Recurring events add a layer of complexity. When you delete a recurring event, Google Calendar gives you three options:

OptionWhat It Does
This eventCancels only the selected occurrence
This and following eventsCancels the selected date and all future instances
All eventsCancels the entire recurring series from the beginning

Choosing the wrong option here is one of the most common mistakes. If a weekly team meeting is on pause for one week, you want "This event" — not "All events," which would wipe the entire series. If you're ending a recurring meeting permanently going forward, "This and following events" is usually the right call.

Guest notifications apply to recurring cancellations the same way: Google will ask if you want to send cancellation emails, and the same choice — Send or Don't send — applies.

When You're a Guest, Not the Organizer

If you didn't create the event, you can't cancel it for others.
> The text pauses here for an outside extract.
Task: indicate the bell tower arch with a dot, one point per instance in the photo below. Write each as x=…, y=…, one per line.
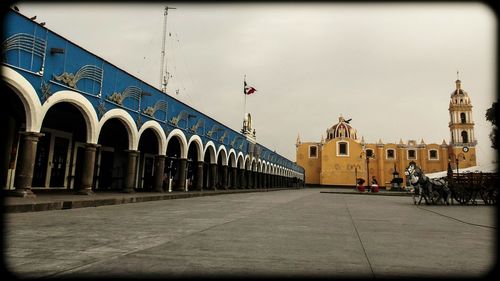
x=461, y=125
Your options are:

  • Decline the event — This updates your RSVP status to "No" and optionally sends a message to the organizer. The event stays on other attendees' calendars.
  • Remove it from your calendar — You can remove a declined event from your view, but this doesn't affect anyone else.

Only the event organizer (the account that created the event) has the ability to fully cancel it and notify all guests. If you need an event canceled that you didn't create, you'll need to contact the organizer directly.

What Guests Actually See When You Cancel

When you choose to send cancellation emails, guests receive an email with the subject line formatted as "Canceled: [Event Name]." The event is automatically removed from their Google Calendar. If they use a third-party calendar app synced to Google, the removal usually propagates — but timing and behavior can vary depending on the app and sync frequency.

Variables That Affect the Process

A few factors shape exactly how this plays out for any individual user:

  • Calendar account type — Google Workspace (business/education) accounts sometimes have admin-level restrictions on event management
  • Shared calendars — Events on shared or team calendars may require specific permissions to delete
  • Third-party integrations — Events booked through tools like Calendly, Zoom, or other scheduling software that sync to Google Calendar may need to be canceled in the originating platform, not Google Calendar directly
  • App version — Older versions of the Google Calendar app can have slightly different UI flows; keeping the app updated avoids inconsistencies

The right approach to canceling a Google Calendar event depends on whether you're the organizer, how the event was created, and who needs to be notified — which means your own setup is really the deciding factor in which steps apply to you.